Jibokjae is a building in the palace Gyeongbokgung in Seoul, South Korea. It is connected with two other buildings; to its west is Parujeong and to its east is Hyeopgildang.

== Description ==
The three buildings are in the back of the palace, to the east of the palace's north gate Sinmumun. They are connected by corridors. Together, the buildings were used as King Gojong's library and study. Jibokjae was used to hold royal portraits and to meet foreign envoys. Of the three, Hyeopgildang is the only building with ondol heated floors. It was considered the best building of the three for using as a residence. Jibokjae is uniquely built in a Chinese-Western style; its signboard was written in the style of Chinese artist Mi Fu. A list of books that used to be held in Jibokjae is now stored at the Kyujanggak Institute for Korean Studies.

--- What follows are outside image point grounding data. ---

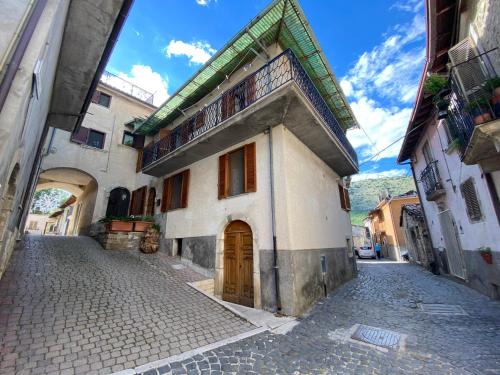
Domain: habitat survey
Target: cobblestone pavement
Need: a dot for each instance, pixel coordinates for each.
(385, 295)
(67, 306)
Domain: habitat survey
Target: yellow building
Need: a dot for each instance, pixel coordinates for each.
(383, 222)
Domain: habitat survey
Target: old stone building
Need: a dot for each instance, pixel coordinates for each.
(52, 55)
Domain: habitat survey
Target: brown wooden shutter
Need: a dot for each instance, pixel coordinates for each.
(185, 188)
(138, 165)
(167, 194)
(81, 135)
(223, 176)
(250, 168)
(347, 200)
(342, 197)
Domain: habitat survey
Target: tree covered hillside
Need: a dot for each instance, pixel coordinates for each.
(364, 194)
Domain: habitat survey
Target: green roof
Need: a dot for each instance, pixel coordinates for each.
(282, 22)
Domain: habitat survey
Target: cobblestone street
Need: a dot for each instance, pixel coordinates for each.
(385, 295)
(68, 306)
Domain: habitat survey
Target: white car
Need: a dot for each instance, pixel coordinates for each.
(366, 252)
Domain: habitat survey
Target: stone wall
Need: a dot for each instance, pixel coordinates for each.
(120, 240)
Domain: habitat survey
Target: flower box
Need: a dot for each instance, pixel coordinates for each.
(119, 226)
(142, 226)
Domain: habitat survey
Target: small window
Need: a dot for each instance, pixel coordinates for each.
(101, 99)
(128, 139)
(95, 139)
(471, 200)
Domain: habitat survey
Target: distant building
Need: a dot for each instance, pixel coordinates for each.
(383, 222)
(418, 242)
(453, 139)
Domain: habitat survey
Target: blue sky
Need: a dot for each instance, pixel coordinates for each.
(376, 50)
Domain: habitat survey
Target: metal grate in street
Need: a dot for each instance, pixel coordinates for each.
(377, 336)
(442, 309)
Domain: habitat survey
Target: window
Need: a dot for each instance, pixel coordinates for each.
(138, 202)
(128, 139)
(345, 202)
(101, 99)
(237, 172)
(89, 137)
(471, 200)
(175, 191)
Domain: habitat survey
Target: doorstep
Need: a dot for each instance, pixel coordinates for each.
(259, 318)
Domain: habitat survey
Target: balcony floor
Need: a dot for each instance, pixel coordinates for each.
(286, 105)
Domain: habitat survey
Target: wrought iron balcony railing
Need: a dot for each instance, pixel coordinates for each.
(274, 74)
(474, 97)
(430, 179)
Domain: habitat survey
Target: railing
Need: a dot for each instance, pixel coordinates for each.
(472, 98)
(274, 74)
(126, 87)
(430, 178)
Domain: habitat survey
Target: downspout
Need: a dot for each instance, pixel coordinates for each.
(273, 223)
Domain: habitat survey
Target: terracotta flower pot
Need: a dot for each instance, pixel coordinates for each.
(142, 226)
(488, 257)
(119, 226)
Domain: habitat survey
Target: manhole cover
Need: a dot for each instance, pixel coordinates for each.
(377, 336)
(442, 309)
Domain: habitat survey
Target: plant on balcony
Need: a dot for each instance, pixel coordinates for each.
(479, 110)
(486, 254)
(438, 86)
(494, 86)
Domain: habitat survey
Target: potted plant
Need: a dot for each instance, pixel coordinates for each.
(486, 254)
(149, 243)
(479, 109)
(494, 86)
(142, 223)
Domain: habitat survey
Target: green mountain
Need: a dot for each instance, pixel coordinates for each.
(364, 194)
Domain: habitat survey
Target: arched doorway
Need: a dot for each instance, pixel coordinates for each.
(150, 208)
(238, 264)
(118, 202)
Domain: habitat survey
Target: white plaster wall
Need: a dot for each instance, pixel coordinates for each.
(309, 215)
(114, 165)
(472, 235)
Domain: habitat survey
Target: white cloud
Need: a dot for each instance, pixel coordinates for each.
(197, 52)
(374, 175)
(145, 78)
(382, 86)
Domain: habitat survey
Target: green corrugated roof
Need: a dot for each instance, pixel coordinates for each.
(282, 21)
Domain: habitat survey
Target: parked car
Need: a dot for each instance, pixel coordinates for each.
(365, 252)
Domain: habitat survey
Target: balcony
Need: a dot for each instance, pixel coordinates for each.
(280, 92)
(432, 181)
(474, 110)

In April 2016, Jibokjae reopened as a small library.

== History ==
These buildings are post-Imjin War additions to the palace. Jibokjae and Hyeopgildang were originally buildings of another palace Changdeokgung that were completed in 1881. They were then called Hamnyeongjeon. They were relocated and rebuilt in Gyeongbokgung from 1891 to 1893. Parujeong is an original building that was built in 1891, while the other two were being rebuilt in Gyeongbokgung. It was used for book storage. The three buildings have remained to the present.